Po początkowej wymianie ciosów gospodarzom udało się odskoczyć przy stanie 10:7. Goście wzięli czas, ale miejscowi uciekli na 12:8. Od stanu 13:12 na kontakcie grano do końcówki seta. Od stanu 21:18 miejscowi zaczęli uciekać, przy wydatnej pomocy krakowian, popełniających własne błędy.

W drugim secie kęczanie gonili wynik. Jak udało im się doprowadzić do remisu 10:10, to w połowie odsłony, w wyniku kontrowersyjnej sędziowskiej decyzji i - żółtej kartki dla miejscowego szkoleniowca - zrobiło się 14:18. Przy stanie 14:19 miejscowy trener wziął czas, ale od stanu 15:20 gospodarze chyba odpuścili seta.

W trzeciej odsłonie miejscowi mieli z przyjęciem zagrywki. Trener Marek Błasiak szybko dwa razy brał czas; przy stanach 2:3 i 2:6. Jednak miejscowi systematycznie powiększali stratę do krakowian: 6:11, 15:20 czy 16:21. Kęczanie nie byli w stanie zatrzymać rywali.

W czwartej partii, przy stanie 12:12, znamienne słowa wypowiedział trener AGH Kraków Wojciech Kasza, który wziął czas w momencie, w którym wydawało się, że kęczanie odzyskują wigor i mogą doprowadzić do „dogrywki”, w której chcieliby szukać szansy na zwycięstwo: - Panowie, teraz okaże się, czy jesteście mężczyznami, czy może dzieciakami.

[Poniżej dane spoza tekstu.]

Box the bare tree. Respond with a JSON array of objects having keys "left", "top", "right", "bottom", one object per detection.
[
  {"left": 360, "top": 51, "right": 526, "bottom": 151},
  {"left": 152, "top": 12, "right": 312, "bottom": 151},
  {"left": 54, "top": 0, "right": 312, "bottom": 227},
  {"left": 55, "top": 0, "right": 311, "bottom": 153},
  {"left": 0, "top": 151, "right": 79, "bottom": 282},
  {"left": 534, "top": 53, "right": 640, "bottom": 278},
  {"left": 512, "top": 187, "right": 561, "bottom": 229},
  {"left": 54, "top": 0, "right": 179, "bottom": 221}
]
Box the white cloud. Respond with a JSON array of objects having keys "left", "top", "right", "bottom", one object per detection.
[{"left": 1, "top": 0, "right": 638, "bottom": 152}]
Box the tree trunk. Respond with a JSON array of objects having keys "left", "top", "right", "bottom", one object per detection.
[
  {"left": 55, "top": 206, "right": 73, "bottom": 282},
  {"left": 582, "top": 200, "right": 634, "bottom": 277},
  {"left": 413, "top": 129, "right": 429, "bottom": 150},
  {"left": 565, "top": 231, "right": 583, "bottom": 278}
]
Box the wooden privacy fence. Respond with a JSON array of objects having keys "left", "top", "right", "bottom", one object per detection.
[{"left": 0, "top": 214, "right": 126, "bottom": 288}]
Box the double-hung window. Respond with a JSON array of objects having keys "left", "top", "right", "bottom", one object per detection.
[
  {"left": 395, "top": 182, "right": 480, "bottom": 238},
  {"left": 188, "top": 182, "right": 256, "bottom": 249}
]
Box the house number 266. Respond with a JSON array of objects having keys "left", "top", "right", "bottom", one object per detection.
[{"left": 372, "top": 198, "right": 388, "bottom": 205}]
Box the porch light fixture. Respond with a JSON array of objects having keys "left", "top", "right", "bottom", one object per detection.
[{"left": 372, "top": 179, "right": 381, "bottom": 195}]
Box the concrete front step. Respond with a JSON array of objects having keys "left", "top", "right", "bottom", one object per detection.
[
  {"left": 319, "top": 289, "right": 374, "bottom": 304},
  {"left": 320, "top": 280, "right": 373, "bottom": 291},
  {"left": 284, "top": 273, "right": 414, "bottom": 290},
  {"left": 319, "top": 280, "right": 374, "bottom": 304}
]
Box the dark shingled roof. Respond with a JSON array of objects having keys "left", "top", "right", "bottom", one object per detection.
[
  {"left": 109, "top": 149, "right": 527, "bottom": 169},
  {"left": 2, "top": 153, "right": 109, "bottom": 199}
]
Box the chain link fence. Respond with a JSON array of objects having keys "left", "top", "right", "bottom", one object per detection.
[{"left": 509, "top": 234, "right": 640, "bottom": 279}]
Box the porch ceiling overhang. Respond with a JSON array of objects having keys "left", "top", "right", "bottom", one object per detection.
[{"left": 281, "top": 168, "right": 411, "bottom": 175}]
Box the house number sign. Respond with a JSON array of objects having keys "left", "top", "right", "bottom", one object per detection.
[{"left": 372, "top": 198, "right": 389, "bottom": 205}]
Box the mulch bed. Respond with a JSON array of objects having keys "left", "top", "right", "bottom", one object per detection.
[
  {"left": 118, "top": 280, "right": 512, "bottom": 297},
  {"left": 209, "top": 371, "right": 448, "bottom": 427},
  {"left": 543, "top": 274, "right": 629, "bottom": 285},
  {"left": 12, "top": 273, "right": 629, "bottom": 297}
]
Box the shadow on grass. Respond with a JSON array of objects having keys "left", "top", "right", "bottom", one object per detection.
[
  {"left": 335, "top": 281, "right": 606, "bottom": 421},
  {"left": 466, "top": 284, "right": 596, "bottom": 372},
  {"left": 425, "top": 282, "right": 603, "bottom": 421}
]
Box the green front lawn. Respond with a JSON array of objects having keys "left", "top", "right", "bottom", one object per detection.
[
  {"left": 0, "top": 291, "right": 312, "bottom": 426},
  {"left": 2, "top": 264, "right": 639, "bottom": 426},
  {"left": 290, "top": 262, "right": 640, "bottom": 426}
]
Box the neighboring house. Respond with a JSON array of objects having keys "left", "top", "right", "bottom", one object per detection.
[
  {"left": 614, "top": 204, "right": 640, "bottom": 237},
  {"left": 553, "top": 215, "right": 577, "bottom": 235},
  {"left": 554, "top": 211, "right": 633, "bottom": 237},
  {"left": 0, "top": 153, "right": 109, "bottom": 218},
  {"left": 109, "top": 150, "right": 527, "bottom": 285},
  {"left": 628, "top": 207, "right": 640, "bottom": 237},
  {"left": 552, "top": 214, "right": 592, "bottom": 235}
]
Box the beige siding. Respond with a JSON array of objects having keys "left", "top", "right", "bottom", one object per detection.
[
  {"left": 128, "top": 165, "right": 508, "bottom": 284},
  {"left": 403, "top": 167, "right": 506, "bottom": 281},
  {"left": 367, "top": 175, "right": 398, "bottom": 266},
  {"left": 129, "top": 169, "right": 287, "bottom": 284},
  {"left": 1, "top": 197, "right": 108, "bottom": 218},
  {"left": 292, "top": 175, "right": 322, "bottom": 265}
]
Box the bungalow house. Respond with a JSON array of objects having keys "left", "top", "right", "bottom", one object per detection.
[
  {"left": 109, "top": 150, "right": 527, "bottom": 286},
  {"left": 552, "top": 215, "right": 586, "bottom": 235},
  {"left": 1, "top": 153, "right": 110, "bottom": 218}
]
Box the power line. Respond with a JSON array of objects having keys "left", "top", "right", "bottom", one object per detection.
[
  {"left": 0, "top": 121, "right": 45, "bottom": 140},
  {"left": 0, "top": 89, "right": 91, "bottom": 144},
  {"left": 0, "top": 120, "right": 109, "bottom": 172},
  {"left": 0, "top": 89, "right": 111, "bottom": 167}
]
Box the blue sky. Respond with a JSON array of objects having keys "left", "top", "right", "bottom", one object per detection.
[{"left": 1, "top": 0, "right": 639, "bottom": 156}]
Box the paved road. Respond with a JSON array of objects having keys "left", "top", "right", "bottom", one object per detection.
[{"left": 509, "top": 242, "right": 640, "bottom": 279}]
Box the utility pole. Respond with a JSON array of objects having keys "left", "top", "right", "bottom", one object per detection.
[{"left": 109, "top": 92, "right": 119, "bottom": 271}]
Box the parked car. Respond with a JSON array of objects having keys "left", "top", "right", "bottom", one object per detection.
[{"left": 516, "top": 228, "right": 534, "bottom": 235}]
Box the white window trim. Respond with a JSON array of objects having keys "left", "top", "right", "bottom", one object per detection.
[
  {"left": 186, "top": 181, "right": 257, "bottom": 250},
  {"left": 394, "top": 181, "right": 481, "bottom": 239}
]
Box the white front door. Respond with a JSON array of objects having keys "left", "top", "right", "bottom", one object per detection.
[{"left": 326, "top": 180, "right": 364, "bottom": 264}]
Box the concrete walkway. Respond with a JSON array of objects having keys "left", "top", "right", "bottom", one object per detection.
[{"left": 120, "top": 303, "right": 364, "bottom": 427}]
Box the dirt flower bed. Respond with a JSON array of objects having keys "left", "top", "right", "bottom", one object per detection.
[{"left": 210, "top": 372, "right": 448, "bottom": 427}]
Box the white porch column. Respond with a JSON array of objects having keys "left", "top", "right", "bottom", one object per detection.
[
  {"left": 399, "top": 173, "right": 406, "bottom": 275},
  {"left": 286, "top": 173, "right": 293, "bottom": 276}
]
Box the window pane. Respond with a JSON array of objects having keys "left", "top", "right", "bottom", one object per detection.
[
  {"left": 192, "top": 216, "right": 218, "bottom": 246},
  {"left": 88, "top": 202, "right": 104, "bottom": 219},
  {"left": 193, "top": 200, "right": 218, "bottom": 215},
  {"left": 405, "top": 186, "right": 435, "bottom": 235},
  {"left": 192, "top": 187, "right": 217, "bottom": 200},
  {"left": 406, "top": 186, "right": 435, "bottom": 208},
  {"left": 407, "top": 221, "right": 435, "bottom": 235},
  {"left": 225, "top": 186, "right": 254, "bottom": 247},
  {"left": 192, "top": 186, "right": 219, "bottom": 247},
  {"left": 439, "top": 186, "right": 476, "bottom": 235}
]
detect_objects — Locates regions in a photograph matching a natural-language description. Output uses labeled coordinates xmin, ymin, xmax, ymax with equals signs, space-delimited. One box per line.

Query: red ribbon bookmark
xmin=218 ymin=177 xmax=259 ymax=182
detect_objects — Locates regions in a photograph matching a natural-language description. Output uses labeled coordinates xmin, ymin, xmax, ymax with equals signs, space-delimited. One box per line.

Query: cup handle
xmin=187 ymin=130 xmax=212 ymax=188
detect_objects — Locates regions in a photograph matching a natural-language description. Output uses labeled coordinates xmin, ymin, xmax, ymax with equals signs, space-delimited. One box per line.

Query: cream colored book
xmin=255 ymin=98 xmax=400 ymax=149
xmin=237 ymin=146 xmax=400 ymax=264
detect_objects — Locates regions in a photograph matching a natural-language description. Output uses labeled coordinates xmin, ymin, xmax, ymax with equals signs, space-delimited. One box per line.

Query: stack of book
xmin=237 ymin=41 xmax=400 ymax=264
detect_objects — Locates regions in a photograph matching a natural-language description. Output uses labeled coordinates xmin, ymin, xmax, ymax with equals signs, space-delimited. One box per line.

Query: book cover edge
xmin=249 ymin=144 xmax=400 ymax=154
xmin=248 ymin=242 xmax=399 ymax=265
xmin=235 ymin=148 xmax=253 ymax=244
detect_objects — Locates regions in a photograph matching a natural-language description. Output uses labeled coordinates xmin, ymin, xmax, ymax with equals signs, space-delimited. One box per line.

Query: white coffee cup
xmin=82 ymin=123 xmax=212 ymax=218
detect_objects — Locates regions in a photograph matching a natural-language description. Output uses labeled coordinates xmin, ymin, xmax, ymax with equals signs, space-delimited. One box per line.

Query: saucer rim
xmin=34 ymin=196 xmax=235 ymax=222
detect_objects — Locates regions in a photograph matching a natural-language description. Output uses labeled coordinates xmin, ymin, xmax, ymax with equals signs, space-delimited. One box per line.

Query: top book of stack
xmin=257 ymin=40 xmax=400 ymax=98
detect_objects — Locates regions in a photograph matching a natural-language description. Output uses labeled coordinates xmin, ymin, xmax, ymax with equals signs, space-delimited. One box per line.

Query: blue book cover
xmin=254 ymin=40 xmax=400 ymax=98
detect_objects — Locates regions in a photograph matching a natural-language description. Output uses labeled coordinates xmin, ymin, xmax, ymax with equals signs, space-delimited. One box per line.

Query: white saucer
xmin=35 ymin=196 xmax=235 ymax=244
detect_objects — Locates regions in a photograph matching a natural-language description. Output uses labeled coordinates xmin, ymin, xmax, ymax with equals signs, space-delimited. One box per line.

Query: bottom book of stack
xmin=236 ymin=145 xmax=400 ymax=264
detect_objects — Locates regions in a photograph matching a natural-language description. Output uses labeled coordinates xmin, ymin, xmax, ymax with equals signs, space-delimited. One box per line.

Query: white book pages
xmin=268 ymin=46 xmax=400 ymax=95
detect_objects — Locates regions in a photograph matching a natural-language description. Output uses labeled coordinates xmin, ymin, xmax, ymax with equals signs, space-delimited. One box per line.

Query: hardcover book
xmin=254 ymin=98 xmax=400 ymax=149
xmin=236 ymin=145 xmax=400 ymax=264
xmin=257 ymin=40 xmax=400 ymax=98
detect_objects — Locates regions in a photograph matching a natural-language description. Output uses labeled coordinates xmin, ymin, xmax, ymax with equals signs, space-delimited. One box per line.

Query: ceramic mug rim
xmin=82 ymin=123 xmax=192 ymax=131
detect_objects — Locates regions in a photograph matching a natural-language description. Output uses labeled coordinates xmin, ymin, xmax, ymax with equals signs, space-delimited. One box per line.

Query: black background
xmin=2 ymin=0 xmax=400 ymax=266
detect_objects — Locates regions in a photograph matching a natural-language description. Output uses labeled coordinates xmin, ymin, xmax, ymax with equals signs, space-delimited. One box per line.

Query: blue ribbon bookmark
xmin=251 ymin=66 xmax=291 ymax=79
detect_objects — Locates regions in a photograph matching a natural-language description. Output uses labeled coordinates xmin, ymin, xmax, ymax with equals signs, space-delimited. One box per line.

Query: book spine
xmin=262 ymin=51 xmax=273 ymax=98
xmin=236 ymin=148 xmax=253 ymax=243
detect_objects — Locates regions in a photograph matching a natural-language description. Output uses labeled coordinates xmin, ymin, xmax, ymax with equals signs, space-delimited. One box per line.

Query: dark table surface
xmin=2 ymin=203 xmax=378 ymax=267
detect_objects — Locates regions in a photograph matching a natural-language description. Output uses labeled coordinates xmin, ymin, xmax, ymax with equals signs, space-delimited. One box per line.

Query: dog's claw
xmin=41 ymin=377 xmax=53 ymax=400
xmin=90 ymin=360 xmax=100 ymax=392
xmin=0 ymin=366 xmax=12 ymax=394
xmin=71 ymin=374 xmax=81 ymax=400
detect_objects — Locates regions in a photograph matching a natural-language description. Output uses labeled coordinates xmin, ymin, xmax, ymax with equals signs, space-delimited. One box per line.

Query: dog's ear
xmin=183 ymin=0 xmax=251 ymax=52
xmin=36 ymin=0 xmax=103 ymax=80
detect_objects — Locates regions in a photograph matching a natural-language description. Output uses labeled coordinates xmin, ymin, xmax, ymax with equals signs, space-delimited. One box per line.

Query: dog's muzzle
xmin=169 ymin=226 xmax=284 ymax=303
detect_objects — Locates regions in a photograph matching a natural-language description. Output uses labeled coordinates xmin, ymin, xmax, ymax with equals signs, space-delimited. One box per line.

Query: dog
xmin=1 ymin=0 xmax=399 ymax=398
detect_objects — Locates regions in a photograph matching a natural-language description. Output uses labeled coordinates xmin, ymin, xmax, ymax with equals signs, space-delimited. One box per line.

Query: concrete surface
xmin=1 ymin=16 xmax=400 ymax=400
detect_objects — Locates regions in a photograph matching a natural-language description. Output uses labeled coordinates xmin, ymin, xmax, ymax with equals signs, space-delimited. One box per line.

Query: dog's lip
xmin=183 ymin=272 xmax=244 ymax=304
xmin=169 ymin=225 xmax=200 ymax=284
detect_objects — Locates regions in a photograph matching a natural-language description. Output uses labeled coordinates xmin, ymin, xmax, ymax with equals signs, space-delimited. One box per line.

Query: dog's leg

Najwyraźniej krakowianie wzięli sobie te słowa mocno do serca, bo od stanu 14:13 szybko zrobiło się 17:20. Jeszcze zrobiło się 18:20, ale potem punktowali krakowianie. Przy stanie 18:23 wiadomo było, że kęczanie nie wykorzystają swojej szansy. Porażka w derbach Małopolski kosztowała ich spadek na 11 miejsce i mecze play-out rozpoczną wyjazdowymi spotkaniami przeciwko Avii Świdnik.

Kęczanin Kęty – AGH 100RK AZS Kraków 1:3 (25:19, 17:25, 20:25, 21:25)
Kęczanin:
Macionczyk, Zarankiewicz, Mysera, Gaweł, Janiak, Pietraszko, Toczko (libero) oraz Faron, Błasiak, Surma, Biegun

AGH: Akala, Kosiek, Mucha, Łaba, Dzierwa, Galiński, Dembiec (libero) oraz Szałański, Szumielewicz, Smolarczyk.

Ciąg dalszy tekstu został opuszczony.